For me, being able to load relationships (and especially nested relationships) with little boilerplate and few queries is probably the most useful feature in an ORM (usually explicitly eager-loaded), so I'm sad to see it's not supported.

2 comments

Implementing eager-loading with the current philosophy of kiss-orm would be tricky and difficult to use/read. It did not seem a high-priority, so I chose to not implement it for now.

Depending on the ORMs, the definition of eager-loading also varies.

I have seem ORMs doing everything in a single query, returning everything in a single result-set and then de-duplicating everything client-side. This is very messy (and impossible to hack/fix most of the time).
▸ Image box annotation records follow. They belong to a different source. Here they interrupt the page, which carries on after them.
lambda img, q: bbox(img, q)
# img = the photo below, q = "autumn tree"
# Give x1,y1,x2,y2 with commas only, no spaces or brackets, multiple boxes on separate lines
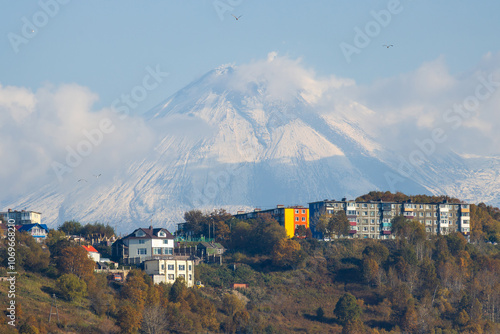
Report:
333,293,362,325
58,246,95,282
57,274,87,301
117,301,142,334
271,238,304,268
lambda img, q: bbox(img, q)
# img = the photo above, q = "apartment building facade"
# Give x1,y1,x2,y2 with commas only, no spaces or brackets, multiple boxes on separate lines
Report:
234,205,309,238
144,257,194,287
309,198,470,239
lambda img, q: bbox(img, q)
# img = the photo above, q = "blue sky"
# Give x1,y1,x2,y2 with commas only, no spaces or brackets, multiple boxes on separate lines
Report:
0,0,500,202
0,0,500,112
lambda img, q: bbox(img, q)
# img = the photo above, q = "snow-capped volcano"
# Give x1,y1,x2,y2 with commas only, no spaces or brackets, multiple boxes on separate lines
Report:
4,60,498,232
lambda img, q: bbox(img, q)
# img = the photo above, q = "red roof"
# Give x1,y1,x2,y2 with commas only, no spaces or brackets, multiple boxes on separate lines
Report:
82,245,98,253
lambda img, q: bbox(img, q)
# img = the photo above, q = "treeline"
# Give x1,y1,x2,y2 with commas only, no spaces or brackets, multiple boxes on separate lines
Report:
58,220,115,238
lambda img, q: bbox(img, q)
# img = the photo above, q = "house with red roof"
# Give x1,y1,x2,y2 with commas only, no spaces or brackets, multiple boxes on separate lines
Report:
82,245,101,262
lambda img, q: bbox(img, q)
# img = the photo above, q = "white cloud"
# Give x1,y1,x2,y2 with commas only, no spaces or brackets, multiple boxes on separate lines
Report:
0,84,152,204
0,52,500,205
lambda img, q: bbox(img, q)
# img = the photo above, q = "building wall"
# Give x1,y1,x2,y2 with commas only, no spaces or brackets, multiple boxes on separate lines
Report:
234,206,309,238
309,200,470,239
144,259,194,287
0,210,42,225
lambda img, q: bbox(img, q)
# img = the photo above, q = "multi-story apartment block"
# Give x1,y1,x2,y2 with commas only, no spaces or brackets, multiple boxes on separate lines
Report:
144,258,194,287
0,209,42,225
309,198,470,239
234,205,309,238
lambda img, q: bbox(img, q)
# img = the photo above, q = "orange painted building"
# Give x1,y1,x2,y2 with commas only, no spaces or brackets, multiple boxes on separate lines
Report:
234,205,309,238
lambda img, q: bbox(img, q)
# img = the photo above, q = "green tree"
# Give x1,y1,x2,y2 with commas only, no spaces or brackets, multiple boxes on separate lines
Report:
169,277,187,303
57,274,87,301
117,301,142,334
333,293,362,325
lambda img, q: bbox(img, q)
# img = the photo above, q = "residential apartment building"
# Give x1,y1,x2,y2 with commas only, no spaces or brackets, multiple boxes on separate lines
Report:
111,226,174,264
144,258,194,287
234,205,309,238
309,198,470,239
16,223,49,242
0,209,42,225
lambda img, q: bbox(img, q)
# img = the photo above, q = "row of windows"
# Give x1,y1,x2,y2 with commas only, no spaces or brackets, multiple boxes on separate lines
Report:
137,247,173,255
167,274,193,281
324,202,469,211
161,264,191,271
138,239,168,245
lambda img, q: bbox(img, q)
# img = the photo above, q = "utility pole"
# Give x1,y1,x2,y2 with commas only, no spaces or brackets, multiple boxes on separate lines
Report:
49,293,59,323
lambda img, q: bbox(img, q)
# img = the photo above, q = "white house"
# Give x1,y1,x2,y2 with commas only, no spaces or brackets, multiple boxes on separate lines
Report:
82,245,101,262
144,259,194,287
112,226,174,264
16,223,49,242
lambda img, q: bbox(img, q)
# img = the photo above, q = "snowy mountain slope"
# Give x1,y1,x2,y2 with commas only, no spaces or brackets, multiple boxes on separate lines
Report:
6,66,500,233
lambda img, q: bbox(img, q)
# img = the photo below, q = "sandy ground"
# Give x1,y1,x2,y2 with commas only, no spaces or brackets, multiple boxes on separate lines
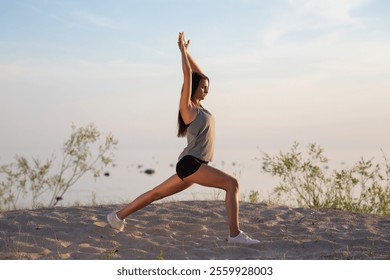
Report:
0,201,390,260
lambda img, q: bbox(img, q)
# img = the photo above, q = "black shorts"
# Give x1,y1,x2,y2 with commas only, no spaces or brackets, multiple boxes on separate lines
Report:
176,156,208,180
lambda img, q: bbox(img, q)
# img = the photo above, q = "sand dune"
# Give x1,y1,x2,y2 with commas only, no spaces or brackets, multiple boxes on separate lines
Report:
0,201,390,260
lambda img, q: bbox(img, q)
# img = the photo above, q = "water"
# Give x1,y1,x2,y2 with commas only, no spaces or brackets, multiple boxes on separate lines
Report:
0,148,381,207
Currently, the way to go would be something like this:

    const articles = await articlesRepository.search(sql`
        "authorId" IN (${sqlJoin(
             users.map(user => user.id),
             sql`, `,
        )})
    `);
    // Dispatch and assign the articles in the collection of users
I could consider having a helper method to make this easier, but I am afraid this would be quite difficult to use.
Agreed on the N+1 query problem, but I'm a bit mystified why people still choose ORMs for any projects with even a moderate level of database complexity. When using a straight SQL layer (JDBC or the basic features of KISS-orm) the query is in SQL form and the performance characteristics of the query are obvious from the query or can be analyzed easily by taking the query and running it through the database's query analysis tools. Using an ORM just adds extra steps: instead of optimizing a query in SQL, the query needs to be optimized using directives or methods or annotations that the ORM provides in the hope that the SQL that is ultimately generated is efficient; that is, we're programming the ORM which programs the database instead of just programming the database. Why bother with the extra step? With modern programming languages there really isn't that much extra boilerplate to implement the DTOs for straight SQL and it usually results in code that is a lot easier to maintain and extend in the examples I've seen.
In my experience, 99% of the relationships I fetch fit the basic one-to-one, one-to-many, many-to-many definitions that pretty much all ORMs support. For these cases, the queries are generally more than efficient enough and there's little reason to reinvent the wheel and implement the code for fetching those relationships yourself.

For anything more complex, I agree. But for the common case of fetching simple and often (depending on your project) nested relations, I definitely enjoy the abstraction provided by ORMs.